> Dick Fischer wrote:
> > Paul Arveson wrote:
> > >I agree with Ted that I think we need only a brief statement to convey the
> > >main point: that many of the outspoken "creationists" don't speak for a lot
> > >of the
> > >evangelical scientists in this country on what we believe about creation
> > >or evolution. We could go further and offer some reasons why we think
> > >the teachings of these outspoken creationists is theologically and
> > >scientifically suspect, and why we think it is not necessarily biblical, and
> > >even goes against some of the Bible's teachings, including the ones Wendee
> > >mentioned.
> > We may not all agree on what is dead right, but certainly we can speak with
> > authority on what is dead wrong. I think it is long past time that the ASA
> > put out a press release and state our opposition to YEC. Then guys like
> > Dobson can come to us and ask us what we think. Of course, we all think
> > differently.
> > But opposition to YEC needs to come from the Christian camp. Coming from
> > Stephen Jay Gould, Richard Dawkins, Eugenie Scott, et. al., it carries no
> > weight among Christians. Let's go on record. If not us, then who? If not
> > now, then when?
> A bit overstated. "If not us, then who?" The vast majority of Lutheran, Roman,
> Anglican, Presbyterian - & other - theologians, for a start. & if there's anything
> lacking in this regard it's that they regard a "young earth" position as being as dead
> as the humoral theory of disease & not even worth time speaking against. If
> Evangelicals would have more contact with (which is not to say, total agreement with)

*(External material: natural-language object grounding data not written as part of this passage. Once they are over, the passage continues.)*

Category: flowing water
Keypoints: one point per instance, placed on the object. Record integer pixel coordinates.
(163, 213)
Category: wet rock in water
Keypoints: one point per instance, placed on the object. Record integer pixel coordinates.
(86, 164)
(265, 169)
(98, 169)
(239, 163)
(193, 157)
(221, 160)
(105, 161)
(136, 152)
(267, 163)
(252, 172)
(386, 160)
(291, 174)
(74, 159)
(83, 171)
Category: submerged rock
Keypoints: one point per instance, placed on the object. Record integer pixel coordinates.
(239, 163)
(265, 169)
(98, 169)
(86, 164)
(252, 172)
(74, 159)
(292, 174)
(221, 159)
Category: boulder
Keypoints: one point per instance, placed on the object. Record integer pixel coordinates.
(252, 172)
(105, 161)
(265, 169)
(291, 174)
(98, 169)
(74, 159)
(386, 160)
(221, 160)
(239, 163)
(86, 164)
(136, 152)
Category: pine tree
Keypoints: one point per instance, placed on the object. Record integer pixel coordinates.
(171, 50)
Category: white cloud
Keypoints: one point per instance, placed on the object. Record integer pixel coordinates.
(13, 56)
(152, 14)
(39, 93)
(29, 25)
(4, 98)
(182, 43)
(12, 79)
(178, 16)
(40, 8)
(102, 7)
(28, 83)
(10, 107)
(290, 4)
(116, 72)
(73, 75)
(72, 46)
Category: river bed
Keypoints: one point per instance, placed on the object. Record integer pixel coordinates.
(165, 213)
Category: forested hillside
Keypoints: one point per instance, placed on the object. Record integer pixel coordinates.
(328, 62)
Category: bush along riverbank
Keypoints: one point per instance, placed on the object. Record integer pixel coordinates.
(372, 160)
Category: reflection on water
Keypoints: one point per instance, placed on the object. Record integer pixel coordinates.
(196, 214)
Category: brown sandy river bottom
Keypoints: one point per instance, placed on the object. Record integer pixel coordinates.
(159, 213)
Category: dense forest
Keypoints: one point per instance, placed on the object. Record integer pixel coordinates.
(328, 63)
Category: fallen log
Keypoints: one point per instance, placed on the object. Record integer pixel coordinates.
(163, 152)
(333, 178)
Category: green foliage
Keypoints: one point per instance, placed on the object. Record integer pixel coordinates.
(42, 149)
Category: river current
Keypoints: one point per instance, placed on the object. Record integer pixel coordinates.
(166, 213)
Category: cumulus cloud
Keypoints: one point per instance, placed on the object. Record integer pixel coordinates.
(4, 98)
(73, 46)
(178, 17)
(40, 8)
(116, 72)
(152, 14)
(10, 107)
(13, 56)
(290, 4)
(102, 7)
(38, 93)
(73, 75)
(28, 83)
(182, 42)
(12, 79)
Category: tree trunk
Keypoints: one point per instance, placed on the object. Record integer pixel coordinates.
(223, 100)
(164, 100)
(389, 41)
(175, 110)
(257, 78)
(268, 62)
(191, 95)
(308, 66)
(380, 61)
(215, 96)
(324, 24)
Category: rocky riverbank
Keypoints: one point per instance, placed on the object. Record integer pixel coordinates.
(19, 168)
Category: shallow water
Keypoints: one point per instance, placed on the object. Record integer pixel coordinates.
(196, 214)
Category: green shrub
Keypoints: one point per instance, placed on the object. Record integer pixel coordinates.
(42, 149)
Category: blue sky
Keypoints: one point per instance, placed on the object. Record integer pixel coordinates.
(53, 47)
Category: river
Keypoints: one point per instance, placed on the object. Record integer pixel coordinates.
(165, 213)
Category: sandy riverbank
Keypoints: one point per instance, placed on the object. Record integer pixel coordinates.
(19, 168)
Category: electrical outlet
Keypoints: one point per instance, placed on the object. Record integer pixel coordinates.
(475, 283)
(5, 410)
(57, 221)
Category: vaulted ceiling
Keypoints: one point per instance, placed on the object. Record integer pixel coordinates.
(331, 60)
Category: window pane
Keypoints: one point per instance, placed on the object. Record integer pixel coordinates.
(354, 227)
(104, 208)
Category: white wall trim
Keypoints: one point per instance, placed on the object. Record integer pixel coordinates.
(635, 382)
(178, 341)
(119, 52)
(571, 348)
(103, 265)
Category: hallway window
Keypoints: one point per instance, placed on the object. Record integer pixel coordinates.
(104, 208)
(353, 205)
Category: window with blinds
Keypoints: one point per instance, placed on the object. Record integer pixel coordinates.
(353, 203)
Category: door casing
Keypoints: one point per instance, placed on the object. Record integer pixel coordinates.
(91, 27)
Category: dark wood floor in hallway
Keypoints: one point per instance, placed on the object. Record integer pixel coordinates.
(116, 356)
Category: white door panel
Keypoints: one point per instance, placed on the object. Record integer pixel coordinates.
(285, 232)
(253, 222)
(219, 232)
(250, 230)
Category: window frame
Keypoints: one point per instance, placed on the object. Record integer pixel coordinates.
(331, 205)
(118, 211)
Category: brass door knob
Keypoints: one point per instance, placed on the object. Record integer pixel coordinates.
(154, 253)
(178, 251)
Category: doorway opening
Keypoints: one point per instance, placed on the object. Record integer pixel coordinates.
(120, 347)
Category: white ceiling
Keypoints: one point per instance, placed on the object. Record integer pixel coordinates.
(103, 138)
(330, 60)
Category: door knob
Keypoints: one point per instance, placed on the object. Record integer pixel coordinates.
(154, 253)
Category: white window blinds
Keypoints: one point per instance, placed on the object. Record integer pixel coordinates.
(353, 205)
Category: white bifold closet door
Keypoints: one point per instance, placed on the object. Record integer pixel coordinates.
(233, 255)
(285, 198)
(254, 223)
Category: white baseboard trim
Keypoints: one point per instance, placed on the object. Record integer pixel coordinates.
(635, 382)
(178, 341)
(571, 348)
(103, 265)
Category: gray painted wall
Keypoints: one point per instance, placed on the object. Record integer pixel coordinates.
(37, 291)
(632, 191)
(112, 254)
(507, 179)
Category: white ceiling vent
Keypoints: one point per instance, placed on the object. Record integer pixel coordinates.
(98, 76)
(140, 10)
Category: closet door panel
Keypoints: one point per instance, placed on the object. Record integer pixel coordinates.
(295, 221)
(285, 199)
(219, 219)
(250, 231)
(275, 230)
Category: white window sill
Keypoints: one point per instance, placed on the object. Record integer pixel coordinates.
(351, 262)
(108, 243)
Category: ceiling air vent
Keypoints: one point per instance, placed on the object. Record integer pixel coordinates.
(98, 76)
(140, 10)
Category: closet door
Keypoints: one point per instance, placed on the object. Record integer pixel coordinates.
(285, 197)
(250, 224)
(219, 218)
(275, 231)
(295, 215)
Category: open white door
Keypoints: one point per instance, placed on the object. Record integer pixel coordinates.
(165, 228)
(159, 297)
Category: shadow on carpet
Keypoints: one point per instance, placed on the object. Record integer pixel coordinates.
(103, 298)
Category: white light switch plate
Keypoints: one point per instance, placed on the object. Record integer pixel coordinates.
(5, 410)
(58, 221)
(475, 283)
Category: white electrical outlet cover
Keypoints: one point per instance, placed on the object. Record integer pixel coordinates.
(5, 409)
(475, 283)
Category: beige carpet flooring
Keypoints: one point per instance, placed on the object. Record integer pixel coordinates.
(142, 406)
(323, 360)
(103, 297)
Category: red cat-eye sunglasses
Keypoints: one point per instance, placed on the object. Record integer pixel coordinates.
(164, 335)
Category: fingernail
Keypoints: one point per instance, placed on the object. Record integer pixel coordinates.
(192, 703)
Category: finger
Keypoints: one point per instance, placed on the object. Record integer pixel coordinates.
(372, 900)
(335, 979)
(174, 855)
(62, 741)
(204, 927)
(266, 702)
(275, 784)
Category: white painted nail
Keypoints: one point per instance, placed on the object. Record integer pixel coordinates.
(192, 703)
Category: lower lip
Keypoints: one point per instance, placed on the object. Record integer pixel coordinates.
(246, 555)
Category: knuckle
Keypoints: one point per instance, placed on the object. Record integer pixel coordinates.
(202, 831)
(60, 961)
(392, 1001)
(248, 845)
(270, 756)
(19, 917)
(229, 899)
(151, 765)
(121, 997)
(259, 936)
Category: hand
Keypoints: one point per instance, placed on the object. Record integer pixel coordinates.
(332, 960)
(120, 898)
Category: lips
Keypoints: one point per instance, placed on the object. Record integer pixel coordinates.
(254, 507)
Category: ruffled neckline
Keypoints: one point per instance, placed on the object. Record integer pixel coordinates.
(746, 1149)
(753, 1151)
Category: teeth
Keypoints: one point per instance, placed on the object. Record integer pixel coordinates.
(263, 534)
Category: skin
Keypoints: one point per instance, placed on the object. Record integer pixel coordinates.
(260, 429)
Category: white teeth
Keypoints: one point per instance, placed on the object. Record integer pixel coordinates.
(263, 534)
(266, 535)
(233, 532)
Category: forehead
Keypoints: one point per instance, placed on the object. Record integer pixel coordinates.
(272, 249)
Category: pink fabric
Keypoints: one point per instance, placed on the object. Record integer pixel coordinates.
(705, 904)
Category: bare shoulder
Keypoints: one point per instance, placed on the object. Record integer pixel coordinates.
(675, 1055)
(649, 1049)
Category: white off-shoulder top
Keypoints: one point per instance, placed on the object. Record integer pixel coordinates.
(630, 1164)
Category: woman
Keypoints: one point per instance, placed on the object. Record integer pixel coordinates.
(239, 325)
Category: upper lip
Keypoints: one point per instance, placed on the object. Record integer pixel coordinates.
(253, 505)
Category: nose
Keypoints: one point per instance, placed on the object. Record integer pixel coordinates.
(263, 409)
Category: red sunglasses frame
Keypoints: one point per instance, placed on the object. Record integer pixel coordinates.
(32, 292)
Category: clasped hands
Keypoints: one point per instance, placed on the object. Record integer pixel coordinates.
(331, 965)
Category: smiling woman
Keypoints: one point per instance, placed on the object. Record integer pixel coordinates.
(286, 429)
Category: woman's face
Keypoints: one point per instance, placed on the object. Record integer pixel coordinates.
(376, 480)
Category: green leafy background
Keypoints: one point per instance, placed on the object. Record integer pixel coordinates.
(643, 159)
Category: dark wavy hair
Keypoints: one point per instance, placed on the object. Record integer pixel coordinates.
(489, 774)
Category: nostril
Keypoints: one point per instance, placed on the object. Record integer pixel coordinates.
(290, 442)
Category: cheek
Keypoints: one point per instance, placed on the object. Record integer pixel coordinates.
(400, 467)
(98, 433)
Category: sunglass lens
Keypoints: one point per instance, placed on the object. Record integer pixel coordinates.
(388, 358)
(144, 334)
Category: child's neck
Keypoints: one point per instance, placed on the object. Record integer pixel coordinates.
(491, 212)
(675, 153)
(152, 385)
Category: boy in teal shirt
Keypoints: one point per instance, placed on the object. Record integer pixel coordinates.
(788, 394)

> the main current of Christian theology then YEC could be seen for what it is - a
> theological fossil.
> George L. Murphy
If we are only interested in counteracting the position that the earth is
young, it is not necessary to go to the theologians of mainline
denominations. It is not at all uncommon for professors of Old Testament
at evangelical seminaries to hold to an old earth position (usually PC,
less frequently TE).
The first paper on science in The Fundamentals endorses an old earth. The
lead paper in the meeting of the International Council on Biblical
Inerrancy in 1982(?) was devoted to defending an old earth view as being
scriptural and exposing the fallacies in the "scientific" arguments for a
young earth, and it was strongly seconded by one of the two responding
papers. A library of reasonable size in almost any evangelical church is
likely to contain a Bible commentary that either supports an old earth or
admits it as a possibility. I have heard or read that Benjamin Warfield,
the defender of inerrancy who introduced the use of that term, was open to
the possibility of theistic evolution.
Evangelicals are much more likely to pay attention to theologians with
these credentials rather than to those with affiliations they trust less
or to laymen who are scientists, but they and their positions get much
less publicity in most evangelical churches than the ICR does.